When using social media in the marketing funnel, Gritmon says marketers should keep five things in mind when interacting with customers:
One of the best ways to show the world your company’s personality or brand is by talking naturally. Jargon and buzzwords might keep the management happy but won’t help in connecting and maintaining relationships with customers.
Gritmon favors consistency.
“You need to know your voice, your look, your underlying message, in a way that people can see your content and feel what your value is,” she said. “This doesn’t mean everything needs to be the same, just that you need to have an underlying consistency to how you’re presenting your brand.
“Mix up your post content,” Gritmon said. “Figure out how you can convey your brand in visuals, video, audio and text. Figure out key elements that can be common threads throughout different content types.”

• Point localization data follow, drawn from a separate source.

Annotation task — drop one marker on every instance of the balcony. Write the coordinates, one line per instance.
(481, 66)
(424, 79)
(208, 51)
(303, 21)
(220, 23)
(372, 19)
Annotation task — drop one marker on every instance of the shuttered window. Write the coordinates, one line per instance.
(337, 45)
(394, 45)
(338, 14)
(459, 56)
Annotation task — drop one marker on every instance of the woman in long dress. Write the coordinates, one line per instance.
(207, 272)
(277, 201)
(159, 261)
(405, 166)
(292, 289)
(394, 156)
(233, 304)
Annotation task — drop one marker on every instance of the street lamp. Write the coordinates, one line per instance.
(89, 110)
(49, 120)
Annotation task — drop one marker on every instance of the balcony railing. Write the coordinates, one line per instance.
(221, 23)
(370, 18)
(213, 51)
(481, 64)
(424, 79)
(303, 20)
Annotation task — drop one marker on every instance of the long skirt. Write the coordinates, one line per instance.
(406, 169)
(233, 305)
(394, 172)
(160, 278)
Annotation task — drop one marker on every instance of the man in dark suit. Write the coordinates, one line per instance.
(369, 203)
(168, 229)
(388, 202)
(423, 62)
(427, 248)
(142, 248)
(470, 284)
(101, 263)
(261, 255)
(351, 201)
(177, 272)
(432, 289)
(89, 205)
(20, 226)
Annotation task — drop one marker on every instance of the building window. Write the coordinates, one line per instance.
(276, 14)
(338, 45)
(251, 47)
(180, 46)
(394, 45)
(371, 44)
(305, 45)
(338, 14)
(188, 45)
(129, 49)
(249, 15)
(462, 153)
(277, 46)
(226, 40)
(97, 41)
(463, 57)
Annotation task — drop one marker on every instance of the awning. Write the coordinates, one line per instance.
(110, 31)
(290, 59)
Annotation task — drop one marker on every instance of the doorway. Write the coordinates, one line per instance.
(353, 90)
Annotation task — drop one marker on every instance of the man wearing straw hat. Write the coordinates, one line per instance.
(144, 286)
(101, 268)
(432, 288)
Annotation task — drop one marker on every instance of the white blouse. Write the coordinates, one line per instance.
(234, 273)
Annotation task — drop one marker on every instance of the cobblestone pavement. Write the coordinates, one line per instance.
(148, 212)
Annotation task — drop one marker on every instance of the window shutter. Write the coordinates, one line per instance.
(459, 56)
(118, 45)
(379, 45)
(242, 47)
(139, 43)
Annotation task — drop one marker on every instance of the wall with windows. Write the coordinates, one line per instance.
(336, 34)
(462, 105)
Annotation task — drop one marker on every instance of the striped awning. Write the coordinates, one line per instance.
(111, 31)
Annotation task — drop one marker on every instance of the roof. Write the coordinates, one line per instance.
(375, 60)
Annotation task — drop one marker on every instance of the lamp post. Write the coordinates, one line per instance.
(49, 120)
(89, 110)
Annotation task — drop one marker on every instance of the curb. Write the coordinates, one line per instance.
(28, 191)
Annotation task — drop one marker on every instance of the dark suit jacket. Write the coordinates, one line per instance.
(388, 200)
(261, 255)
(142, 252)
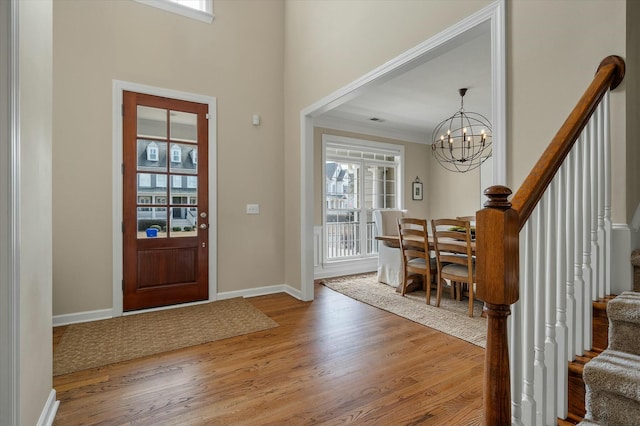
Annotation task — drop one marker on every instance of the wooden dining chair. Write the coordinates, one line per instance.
(454, 257)
(416, 258)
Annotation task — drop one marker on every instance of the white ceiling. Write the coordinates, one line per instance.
(411, 104)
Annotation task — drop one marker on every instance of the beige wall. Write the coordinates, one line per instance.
(416, 158)
(331, 44)
(245, 60)
(237, 59)
(34, 233)
(632, 91)
(453, 194)
(552, 54)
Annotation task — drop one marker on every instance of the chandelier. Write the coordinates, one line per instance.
(462, 142)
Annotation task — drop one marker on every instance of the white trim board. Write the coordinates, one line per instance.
(9, 215)
(117, 88)
(494, 14)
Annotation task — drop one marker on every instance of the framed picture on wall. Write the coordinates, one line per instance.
(416, 190)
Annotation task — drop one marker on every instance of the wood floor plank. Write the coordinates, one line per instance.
(330, 361)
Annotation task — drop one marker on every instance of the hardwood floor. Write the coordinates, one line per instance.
(331, 361)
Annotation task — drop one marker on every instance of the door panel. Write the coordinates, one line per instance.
(165, 226)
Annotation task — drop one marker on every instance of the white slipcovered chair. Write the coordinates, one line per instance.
(389, 257)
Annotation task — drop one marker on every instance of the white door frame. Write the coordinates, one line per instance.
(117, 89)
(495, 15)
(9, 217)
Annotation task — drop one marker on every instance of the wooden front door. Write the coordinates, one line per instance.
(165, 217)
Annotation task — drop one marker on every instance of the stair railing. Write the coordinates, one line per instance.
(549, 322)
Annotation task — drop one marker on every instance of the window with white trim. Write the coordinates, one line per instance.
(144, 180)
(176, 154)
(161, 181)
(360, 176)
(201, 10)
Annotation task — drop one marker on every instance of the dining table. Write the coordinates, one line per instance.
(394, 241)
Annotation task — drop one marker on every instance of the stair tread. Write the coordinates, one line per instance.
(625, 307)
(614, 372)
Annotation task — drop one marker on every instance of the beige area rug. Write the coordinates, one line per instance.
(98, 343)
(450, 318)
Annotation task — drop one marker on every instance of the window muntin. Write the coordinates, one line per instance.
(360, 176)
(176, 154)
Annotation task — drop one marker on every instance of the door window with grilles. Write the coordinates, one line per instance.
(359, 177)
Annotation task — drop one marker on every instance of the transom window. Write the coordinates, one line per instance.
(152, 152)
(360, 176)
(201, 10)
(176, 154)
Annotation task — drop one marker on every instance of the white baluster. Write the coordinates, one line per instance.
(601, 202)
(586, 235)
(596, 252)
(540, 372)
(550, 344)
(569, 260)
(578, 287)
(607, 191)
(514, 329)
(561, 296)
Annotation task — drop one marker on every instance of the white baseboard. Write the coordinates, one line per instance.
(66, 319)
(262, 291)
(623, 241)
(49, 411)
(336, 269)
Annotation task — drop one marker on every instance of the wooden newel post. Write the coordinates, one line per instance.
(497, 263)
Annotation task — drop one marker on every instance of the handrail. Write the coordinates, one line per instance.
(609, 75)
(497, 241)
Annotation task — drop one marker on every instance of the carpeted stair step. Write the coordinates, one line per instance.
(576, 385)
(600, 326)
(624, 322)
(587, 423)
(612, 380)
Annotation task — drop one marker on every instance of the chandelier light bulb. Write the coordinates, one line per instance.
(468, 137)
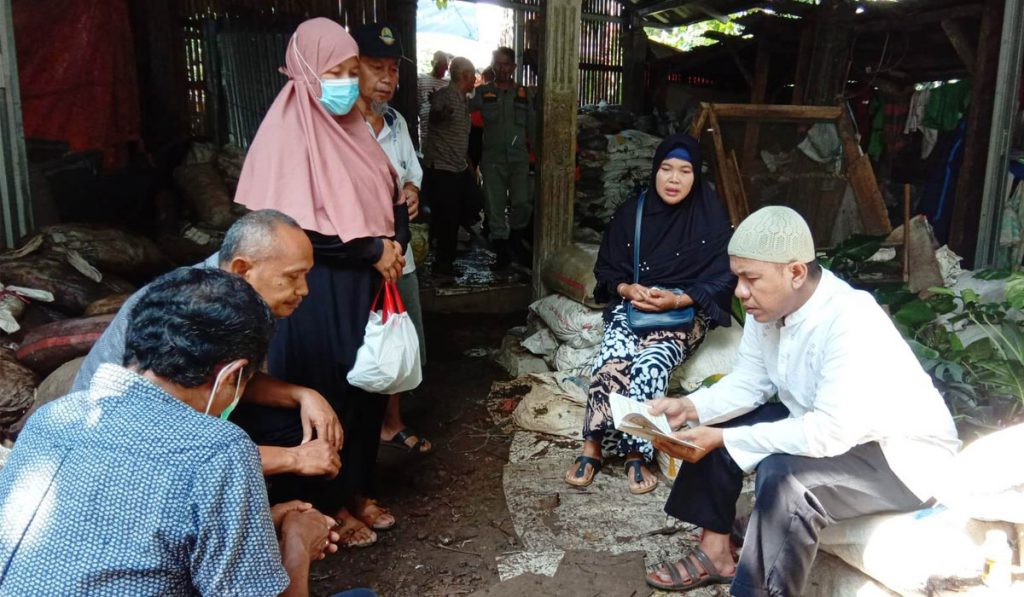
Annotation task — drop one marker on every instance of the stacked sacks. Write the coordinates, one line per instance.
(567, 336)
(611, 168)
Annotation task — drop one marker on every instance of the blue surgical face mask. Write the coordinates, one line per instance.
(238, 393)
(339, 95)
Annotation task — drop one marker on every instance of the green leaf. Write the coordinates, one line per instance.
(955, 344)
(1015, 291)
(914, 313)
(923, 351)
(942, 304)
(992, 273)
(858, 247)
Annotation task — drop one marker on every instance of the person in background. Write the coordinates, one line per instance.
(380, 57)
(508, 114)
(426, 85)
(448, 181)
(476, 120)
(183, 506)
(269, 251)
(683, 236)
(858, 427)
(313, 159)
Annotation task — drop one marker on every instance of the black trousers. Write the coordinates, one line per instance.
(454, 200)
(795, 498)
(360, 417)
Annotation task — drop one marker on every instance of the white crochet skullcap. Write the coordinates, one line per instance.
(774, 233)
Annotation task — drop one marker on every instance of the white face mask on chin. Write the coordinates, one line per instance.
(216, 385)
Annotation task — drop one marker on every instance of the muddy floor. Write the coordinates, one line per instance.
(453, 519)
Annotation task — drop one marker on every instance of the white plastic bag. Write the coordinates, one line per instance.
(388, 361)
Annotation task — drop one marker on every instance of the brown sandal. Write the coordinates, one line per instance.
(347, 526)
(578, 477)
(372, 513)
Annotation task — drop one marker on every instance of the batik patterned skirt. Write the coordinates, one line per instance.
(637, 367)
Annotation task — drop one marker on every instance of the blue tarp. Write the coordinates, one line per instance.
(459, 18)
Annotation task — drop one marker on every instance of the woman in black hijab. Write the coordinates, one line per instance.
(684, 236)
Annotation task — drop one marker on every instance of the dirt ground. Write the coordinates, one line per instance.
(453, 519)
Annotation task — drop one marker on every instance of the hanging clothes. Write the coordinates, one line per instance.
(946, 104)
(915, 121)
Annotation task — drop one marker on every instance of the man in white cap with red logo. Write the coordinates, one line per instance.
(858, 427)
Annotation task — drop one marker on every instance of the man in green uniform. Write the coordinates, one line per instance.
(508, 124)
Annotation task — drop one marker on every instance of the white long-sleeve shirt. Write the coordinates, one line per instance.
(847, 377)
(397, 143)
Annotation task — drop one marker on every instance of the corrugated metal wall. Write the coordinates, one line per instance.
(232, 50)
(15, 205)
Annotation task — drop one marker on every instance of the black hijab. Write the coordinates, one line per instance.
(681, 246)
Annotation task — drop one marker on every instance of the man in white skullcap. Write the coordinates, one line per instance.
(858, 428)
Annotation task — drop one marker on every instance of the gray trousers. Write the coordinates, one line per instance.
(506, 184)
(795, 498)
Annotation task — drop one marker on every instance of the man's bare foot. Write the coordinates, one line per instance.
(406, 438)
(710, 563)
(352, 531)
(374, 516)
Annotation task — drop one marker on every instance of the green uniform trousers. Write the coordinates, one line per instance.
(506, 185)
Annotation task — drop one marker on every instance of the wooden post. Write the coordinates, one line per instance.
(833, 42)
(759, 93)
(803, 61)
(861, 176)
(401, 15)
(634, 65)
(967, 205)
(559, 95)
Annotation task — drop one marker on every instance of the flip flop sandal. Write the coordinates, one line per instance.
(371, 520)
(636, 467)
(346, 529)
(580, 478)
(399, 439)
(696, 578)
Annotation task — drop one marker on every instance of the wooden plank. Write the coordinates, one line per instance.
(559, 53)
(803, 64)
(970, 185)
(723, 174)
(893, 22)
(861, 176)
(957, 37)
(869, 201)
(777, 113)
(758, 95)
(742, 206)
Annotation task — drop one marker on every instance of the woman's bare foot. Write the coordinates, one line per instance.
(640, 477)
(374, 516)
(352, 531)
(586, 465)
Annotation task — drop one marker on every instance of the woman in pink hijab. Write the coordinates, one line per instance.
(314, 160)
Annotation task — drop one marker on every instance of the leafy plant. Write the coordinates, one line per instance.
(847, 258)
(973, 349)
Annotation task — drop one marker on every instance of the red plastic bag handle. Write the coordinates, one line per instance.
(391, 301)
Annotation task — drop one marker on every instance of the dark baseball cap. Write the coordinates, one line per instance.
(378, 40)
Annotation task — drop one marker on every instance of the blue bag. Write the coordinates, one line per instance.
(641, 322)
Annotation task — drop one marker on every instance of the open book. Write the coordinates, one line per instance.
(633, 418)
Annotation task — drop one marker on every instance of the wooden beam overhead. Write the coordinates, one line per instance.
(662, 6)
(776, 113)
(895, 22)
(957, 37)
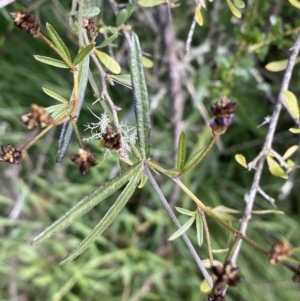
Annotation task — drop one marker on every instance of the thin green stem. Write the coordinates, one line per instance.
(207, 236)
(208, 211)
(192, 163)
(75, 100)
(178, 225)
(77, 134)
(80, 16)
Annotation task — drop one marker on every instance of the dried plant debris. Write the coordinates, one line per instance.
(11, 154)
(111, 140)
(27, 22)
(38, 117)
(279, 251)
(223, 111)
(296, 277)
(89, 25)
(85, 159)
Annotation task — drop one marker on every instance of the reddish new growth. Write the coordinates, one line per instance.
(227, 275)
(11, 154)
(279, 251)
(27, 22)
(85, 159)
(111, 140)
(224, 113)
(38, 117)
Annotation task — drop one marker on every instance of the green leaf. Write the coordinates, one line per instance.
(185, 211)
(277, 66)
(67, 128)
(82, 54)
(192, 161)
(241, 160)
(239, 3)
(183, 229)
(181, 151)
(124, 79)
(87, 203)
(58, 42)
(58, 111)
(292, 103)
(291, 150)
(110, 63)
(275, 168)
(108, 40)
(52, 62)
(233, 9)
(198, 15)
(295, 3)
(199, 228)
(140, 97)
(122, 17)
(150, 3)
(109, 216)
(55, 96)
(147, 63)
(294, 131)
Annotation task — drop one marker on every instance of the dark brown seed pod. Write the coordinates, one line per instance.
(85, 159)
(27, 22)
(111, 140)
(11, 154)
(223, 111)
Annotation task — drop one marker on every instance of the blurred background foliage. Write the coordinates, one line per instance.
(133, 259)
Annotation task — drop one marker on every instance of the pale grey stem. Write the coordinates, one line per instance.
(268, 144)
(178, 225)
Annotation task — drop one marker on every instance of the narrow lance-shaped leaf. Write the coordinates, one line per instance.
(183, 229)
(87, 203)
(82, 54)
(275, 168)
(122, 17)
(109, 216)
(199, 228)
(58, 42)
(233, 9)
(181, 151)
(110, 63)
(140, 97)
(67, 128)
(292, 103)
(50, 61)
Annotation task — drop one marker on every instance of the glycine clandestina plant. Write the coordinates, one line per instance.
(136, 158)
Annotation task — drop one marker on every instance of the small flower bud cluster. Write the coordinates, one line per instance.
(11, 154)
(279, 251)
(85, 159)
(27, 22)
(227, 275)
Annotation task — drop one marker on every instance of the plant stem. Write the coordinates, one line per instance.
(178, 225)
(218, 219)
(47, 41)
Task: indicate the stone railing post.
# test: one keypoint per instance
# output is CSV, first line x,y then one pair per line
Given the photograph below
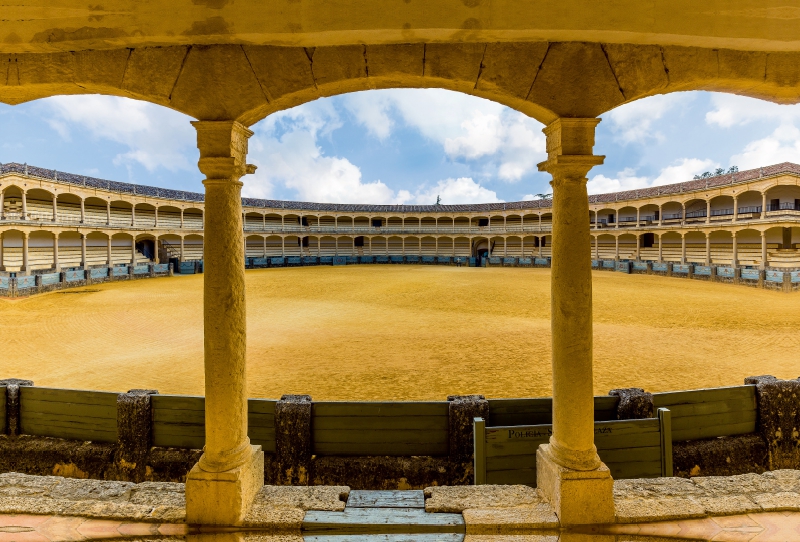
x,y
463,409
134,434
221,487
778,403
293,445
634,403
570,474
13,425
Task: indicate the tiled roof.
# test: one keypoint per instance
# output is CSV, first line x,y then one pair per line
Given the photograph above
x,y
143,190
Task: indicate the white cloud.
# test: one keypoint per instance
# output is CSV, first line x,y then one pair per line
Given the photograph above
x,y
682,171
468,128
156,137
730,110
783,145
633,122
455,191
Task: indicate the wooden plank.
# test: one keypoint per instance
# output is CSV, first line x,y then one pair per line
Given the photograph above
x,y
668,399
386,499
57,395
684,423
28,406
716,407
418,537
103,424
71,432
386,423
3,401
337,408
381,521
698,433
479,450
177,402
665,420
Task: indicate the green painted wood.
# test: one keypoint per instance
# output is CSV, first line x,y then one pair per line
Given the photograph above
x,y
69,431
665,420
3,402
388,423
479,450
669,399
418,537
697,433
382,409
72,409
716,407
381,521
538,410
386,499
68,396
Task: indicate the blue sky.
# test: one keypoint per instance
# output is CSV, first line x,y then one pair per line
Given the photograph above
x,y
402,146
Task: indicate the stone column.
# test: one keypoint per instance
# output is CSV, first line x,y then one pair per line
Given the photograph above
x,y
56,263
24,251
569,472
221,487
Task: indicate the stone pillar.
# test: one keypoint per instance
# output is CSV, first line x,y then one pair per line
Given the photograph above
x,y
221,487
12,385
779,419
134,429
463,411
570,474
56,263
634,404
24,251
293,446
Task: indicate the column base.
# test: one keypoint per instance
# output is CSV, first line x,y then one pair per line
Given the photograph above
x,y
224,498
577,497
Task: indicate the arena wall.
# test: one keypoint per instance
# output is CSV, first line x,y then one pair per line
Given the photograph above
x,y
141,435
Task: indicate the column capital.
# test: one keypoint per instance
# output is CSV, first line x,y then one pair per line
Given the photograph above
x,y
569,148
223,149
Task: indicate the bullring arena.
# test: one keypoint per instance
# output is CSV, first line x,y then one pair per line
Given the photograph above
x,y
462,373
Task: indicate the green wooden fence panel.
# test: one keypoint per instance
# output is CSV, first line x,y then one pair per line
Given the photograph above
x,y
710,413
367,429
179,422
69,414
630,449
539,411
3,402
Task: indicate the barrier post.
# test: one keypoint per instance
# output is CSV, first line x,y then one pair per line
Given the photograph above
x,y
134,434
665,423
13,427
293,443
479,451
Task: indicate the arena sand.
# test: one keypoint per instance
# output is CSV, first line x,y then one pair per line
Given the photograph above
x,y
401,333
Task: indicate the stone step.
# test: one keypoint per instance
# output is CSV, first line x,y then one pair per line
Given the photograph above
x,y
381,521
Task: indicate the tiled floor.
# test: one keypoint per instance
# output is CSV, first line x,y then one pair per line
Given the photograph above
x,y
761,527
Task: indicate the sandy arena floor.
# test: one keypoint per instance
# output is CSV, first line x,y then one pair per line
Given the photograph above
x,y
401,332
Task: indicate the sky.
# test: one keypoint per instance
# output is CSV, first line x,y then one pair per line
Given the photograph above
x,y
403,146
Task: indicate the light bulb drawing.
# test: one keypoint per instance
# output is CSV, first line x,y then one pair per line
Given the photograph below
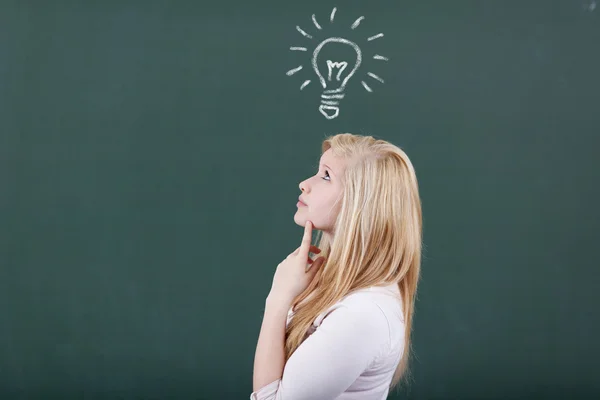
x,y
334,74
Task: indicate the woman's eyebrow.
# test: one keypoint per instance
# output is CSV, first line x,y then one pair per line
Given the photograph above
x,y
328,167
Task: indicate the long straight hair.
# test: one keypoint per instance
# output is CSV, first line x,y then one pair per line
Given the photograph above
x,y
376,241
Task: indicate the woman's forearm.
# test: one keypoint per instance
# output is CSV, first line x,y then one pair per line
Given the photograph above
x,y
269,359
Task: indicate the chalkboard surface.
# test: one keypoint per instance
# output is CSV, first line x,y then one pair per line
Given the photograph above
x,y
150,155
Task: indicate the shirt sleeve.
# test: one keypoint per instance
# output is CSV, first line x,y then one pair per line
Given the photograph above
x,y
348,340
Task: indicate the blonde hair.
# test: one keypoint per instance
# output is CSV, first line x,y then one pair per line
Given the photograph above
x,y
376,241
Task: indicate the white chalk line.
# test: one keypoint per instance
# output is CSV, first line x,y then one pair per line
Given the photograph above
x,y
293,71
375,37
372,75
357,22
316,23
304,84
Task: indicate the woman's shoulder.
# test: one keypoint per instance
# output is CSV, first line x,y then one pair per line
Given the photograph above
x,y
384,301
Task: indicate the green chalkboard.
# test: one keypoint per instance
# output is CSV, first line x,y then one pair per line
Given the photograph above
x,y
150,155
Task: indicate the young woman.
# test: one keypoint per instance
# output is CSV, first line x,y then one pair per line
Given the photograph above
x,y
341,329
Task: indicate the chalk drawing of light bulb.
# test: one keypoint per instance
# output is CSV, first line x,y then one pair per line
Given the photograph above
x,y
334,90
335,74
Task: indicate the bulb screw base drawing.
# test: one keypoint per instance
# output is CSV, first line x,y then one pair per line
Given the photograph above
x,y
330,101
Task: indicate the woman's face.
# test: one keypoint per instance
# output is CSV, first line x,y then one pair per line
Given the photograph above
x,y
320,194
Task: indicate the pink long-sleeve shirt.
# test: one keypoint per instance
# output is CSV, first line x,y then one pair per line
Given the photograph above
x,y
351,352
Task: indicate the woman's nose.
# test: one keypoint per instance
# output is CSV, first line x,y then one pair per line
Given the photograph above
x,y
303,186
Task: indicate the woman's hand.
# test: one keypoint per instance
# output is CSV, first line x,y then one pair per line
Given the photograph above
x,y
292,276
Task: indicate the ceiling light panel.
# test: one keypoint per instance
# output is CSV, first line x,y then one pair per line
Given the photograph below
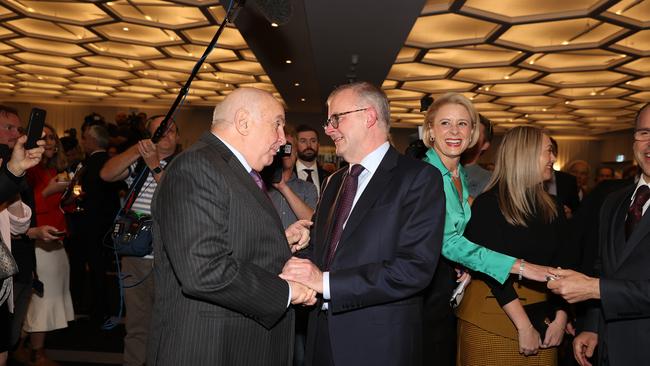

Companies will find out what interests their customers by talking and listening to them. Small businesses should do well at this because they are more at ground level than the big corporations.
“Look at what customers are already consuming, talking about and promoting,” Gritmon said. “Determined their existing picture. Then figure out where you can naturally fit into it.
“You can also look at successful competitors, but make sure you’re not duplicating their brand,” she said. “You need to differentiate from them. What makes you a better fit for some people?”
Vanity metrics include the number of followers. You’ll get burned if you rely on quantity over quality, which many influencers learn when Twitter and Facebook clean out the trash.
“I won’t call vanity metrics meaningless – they indicate reach – but they can be misleading,” Gritmon said. “A highly engaged and targeted community of 1,000 actual prospects and customers is more valuable than an audience of 10,000 who just clicked ‘Like’ and tuned out.
“Looking at engagement, conversion — if applicable — and relevancy, those all matter more than the blank monolithic ‘number,’” she said.
Not only beforehand, businesses should consider giving away bonus content after they make a sale. That’s a small price to pay to attract and retain customers.
“Retaining clients – and turning them into promoters – is always going to easier and cheaper than starting over,” Gritmon said. “Give them a token of your gratitude, and you’ll keep that gratitude going.
“Delighting existing customers gets you testimonials,” she said. “People will always trust other consumers more than they trust a marketing message from a business.”